Reputation: 471
Suppose I have a column in a data frame as colors say c("Red", "Blue", "Blue", "Orange")
.
I would like to get it as c(1,2,2,3)
.
Red as 1
Blue as 2
Orange as 3
Is there a simpler way of doing this other than the obvious if/else or switch functions?
Upvotes: 5
Views: 11309
Reputation: 3043
Here is a function based on previous code:
# Recode 'string' into 'integer'
recode_str_int <- function(df, feature) {
# 1. Unique values
# 1.1. 'string' values
list_str <- sort(unique(df[, feature]))
# 1.2. 'integer' values
list_int <- 1:length(list_str)
# 2. Create new feature
# 2.1. Names
names(list_int) = list_str
df$feature_new = list_int[df[, feature]]
# 3. Result
df$feature_new
} # recode_str_int
Call it like:
df$new_feature <- recode_str_int(df, "feature")
Upvotes: 0
Reputation: 56179
Using car::recode() function:
library(car)
recode(x, "'Red'=1; 'Blue'=2; 'Orange'=3;")
# [1] 1 2 2 3
Upvotes: 1
Reputation: 2589
Set up a named vector, describing the link between colour and integers (i.e. specifically how the strings map to the integers):
colors=c(1,2,3)
names(colors)=c("Red", "Blue", "Orange")
Now use the named vector to generate a list of numbers associated with the colours in your data frame:
>colors[c("Red","Blue","Blue","Orange")]
Red Blue Blue Orange
1 2 2 3
UPDATE to address questions below. Here's an example of what I think you're trying to do.
dataframe=data.frame(Gender=c("F","F","M","F","F","M"))
strings=sort(unique(dataframe$Gender))
colors=1:length(strings)
names(colors)=strings
dataframe$Colours=colors[dataframe$Gender]
Can have a look at the result:
> dataframe
Gender Colours
1 F 1
2 F 1
3 M 2
4 F 1
5 F 1
6 M 2
Note that this example assumes that you have no specific mapping between Gender and Colours in mind.
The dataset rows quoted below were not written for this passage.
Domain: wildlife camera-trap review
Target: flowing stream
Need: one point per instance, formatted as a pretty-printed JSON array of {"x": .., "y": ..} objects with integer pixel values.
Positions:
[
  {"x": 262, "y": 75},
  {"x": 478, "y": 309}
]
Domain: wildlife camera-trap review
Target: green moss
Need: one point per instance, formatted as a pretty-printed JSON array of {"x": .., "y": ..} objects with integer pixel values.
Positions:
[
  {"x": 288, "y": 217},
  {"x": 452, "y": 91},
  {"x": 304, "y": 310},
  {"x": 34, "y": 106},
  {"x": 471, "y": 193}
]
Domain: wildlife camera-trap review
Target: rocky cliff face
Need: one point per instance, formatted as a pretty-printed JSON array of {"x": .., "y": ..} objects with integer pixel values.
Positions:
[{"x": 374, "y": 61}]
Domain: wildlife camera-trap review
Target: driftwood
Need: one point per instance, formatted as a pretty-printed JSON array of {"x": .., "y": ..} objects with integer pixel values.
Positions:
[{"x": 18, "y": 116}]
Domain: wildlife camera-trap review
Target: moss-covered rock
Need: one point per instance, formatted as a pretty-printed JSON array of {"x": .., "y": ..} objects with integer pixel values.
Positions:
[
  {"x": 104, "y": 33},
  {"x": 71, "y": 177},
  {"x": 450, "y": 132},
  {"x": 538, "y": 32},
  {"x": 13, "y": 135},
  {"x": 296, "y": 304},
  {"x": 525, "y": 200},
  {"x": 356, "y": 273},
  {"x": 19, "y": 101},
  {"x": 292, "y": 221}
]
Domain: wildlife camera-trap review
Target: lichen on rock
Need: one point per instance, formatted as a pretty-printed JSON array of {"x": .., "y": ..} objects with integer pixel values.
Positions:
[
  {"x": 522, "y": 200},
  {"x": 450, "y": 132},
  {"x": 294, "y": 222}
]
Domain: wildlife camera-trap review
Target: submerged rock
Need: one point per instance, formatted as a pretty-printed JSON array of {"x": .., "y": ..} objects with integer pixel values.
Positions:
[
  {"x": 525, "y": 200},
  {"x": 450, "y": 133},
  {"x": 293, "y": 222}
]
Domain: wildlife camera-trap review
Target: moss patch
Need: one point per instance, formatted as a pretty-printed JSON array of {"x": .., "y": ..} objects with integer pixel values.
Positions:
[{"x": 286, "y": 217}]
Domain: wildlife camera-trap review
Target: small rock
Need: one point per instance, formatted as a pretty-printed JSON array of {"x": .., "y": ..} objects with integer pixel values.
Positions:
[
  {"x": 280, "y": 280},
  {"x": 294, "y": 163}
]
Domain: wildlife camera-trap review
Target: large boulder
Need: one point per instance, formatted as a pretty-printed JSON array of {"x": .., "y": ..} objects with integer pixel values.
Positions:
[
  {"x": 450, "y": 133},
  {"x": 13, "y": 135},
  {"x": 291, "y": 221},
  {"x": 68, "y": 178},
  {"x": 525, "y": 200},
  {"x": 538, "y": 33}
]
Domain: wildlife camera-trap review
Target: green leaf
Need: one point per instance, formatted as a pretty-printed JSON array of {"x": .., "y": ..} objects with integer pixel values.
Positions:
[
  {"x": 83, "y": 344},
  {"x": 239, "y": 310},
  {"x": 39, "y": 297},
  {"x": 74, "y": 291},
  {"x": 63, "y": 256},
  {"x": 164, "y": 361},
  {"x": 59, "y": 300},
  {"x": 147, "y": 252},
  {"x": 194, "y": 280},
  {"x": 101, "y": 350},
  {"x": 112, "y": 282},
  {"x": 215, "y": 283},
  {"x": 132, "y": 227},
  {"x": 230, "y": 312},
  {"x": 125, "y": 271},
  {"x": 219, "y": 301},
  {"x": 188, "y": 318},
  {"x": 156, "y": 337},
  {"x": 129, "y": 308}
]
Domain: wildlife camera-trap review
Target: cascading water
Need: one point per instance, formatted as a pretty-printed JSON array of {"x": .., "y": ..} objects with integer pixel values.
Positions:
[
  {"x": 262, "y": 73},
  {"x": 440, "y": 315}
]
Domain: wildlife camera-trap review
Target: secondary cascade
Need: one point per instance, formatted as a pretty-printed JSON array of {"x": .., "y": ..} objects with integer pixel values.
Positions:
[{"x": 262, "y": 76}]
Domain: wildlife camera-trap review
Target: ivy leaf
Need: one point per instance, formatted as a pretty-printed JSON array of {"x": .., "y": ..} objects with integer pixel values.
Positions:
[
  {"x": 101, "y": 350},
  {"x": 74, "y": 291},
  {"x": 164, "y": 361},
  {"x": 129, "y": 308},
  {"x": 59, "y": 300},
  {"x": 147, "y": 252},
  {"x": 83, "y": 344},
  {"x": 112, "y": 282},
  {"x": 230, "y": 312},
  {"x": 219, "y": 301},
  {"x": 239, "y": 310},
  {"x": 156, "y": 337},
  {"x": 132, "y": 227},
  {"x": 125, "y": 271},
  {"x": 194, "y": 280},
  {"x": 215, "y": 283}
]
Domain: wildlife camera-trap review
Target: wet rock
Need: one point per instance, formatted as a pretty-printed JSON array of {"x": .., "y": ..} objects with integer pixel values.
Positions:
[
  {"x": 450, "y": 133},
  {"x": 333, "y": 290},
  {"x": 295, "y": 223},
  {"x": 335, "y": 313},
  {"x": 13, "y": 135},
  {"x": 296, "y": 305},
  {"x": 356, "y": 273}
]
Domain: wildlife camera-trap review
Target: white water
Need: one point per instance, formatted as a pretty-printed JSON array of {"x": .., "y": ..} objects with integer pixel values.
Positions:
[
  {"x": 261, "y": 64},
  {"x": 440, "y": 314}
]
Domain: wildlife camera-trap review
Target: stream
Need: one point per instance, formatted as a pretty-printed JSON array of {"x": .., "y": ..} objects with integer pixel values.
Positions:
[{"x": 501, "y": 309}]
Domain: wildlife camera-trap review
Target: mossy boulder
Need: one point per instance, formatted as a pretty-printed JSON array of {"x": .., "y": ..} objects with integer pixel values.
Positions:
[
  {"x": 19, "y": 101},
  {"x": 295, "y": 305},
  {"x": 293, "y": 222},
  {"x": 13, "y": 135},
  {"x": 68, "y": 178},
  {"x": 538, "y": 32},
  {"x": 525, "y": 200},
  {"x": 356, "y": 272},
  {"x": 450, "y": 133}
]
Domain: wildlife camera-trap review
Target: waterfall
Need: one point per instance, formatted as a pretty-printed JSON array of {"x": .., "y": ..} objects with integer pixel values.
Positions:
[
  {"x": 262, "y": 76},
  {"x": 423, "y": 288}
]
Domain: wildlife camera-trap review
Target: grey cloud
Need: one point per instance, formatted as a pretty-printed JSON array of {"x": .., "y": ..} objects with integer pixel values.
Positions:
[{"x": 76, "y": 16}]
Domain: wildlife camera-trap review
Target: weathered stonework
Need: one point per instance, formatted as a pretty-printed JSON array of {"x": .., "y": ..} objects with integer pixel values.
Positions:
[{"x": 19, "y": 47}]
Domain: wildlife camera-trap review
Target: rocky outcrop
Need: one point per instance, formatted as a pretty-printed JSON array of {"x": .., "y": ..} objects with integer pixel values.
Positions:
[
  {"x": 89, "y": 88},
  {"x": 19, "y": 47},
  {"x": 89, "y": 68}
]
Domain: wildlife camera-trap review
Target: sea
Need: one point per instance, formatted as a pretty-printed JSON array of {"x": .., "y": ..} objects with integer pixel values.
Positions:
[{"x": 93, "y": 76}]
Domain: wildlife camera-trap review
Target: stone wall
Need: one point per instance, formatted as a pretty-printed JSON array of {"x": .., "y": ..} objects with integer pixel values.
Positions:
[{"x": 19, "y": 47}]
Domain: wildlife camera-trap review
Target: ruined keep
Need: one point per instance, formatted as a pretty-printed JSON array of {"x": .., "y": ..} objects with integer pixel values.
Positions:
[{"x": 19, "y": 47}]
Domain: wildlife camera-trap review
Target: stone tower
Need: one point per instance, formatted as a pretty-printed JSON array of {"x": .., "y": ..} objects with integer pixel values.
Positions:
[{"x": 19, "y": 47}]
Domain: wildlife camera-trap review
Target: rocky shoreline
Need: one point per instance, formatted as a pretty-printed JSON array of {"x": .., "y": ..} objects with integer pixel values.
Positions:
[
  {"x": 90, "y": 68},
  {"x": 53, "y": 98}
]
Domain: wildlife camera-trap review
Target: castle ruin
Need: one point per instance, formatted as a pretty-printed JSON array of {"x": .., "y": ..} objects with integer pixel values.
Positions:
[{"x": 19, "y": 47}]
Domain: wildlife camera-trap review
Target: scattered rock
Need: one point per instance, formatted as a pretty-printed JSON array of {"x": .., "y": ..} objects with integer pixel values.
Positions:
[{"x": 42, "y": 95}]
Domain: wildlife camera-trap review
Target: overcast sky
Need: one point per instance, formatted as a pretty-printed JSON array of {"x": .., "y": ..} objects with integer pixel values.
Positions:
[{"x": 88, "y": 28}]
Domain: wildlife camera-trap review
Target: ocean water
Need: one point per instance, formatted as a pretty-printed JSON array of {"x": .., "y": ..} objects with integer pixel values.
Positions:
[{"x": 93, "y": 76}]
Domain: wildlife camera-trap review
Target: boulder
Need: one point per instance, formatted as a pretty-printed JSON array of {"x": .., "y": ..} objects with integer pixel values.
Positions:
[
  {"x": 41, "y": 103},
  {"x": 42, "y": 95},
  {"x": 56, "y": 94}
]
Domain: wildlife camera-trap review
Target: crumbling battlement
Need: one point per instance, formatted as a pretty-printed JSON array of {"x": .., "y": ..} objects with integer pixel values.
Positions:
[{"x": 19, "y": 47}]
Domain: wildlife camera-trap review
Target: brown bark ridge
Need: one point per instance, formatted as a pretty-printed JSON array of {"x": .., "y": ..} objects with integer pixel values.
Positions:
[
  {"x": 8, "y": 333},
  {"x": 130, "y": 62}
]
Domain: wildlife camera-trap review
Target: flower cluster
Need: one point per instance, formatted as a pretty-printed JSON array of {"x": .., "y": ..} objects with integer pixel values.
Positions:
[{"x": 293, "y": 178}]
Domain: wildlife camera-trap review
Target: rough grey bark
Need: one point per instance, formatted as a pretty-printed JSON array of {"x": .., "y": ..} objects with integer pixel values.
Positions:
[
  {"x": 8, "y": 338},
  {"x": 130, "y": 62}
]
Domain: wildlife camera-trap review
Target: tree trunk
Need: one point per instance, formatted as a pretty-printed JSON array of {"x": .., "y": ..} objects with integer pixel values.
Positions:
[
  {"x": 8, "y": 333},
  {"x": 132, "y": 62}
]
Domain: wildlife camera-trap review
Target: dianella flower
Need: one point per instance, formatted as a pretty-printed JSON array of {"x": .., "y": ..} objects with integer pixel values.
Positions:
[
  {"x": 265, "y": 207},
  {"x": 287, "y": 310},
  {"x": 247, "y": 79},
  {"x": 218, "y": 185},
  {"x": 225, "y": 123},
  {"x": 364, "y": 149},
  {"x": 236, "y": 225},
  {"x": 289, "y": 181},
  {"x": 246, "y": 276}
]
If this is really the case, then it might be simpler to just follow the comment from @alexis_laz instead.
Upvotes: 13
Reputation: 7664
I must be missing something, but this method would work I believe. Having coerced your column with words (below, "names") to a factor, you revalue
them by your numbers in "colors".
require(plyr)
colors <- c("1","2","3")
names <- c("Red", "Blue", "Orange")
df <- data.frame(names, colors)
df$names <- as.factor(df$names)
df$names <- revalue(x = df$names, c("Red" = 1, "Blue" = 2, "Orange" = 3))
Upvotes: 4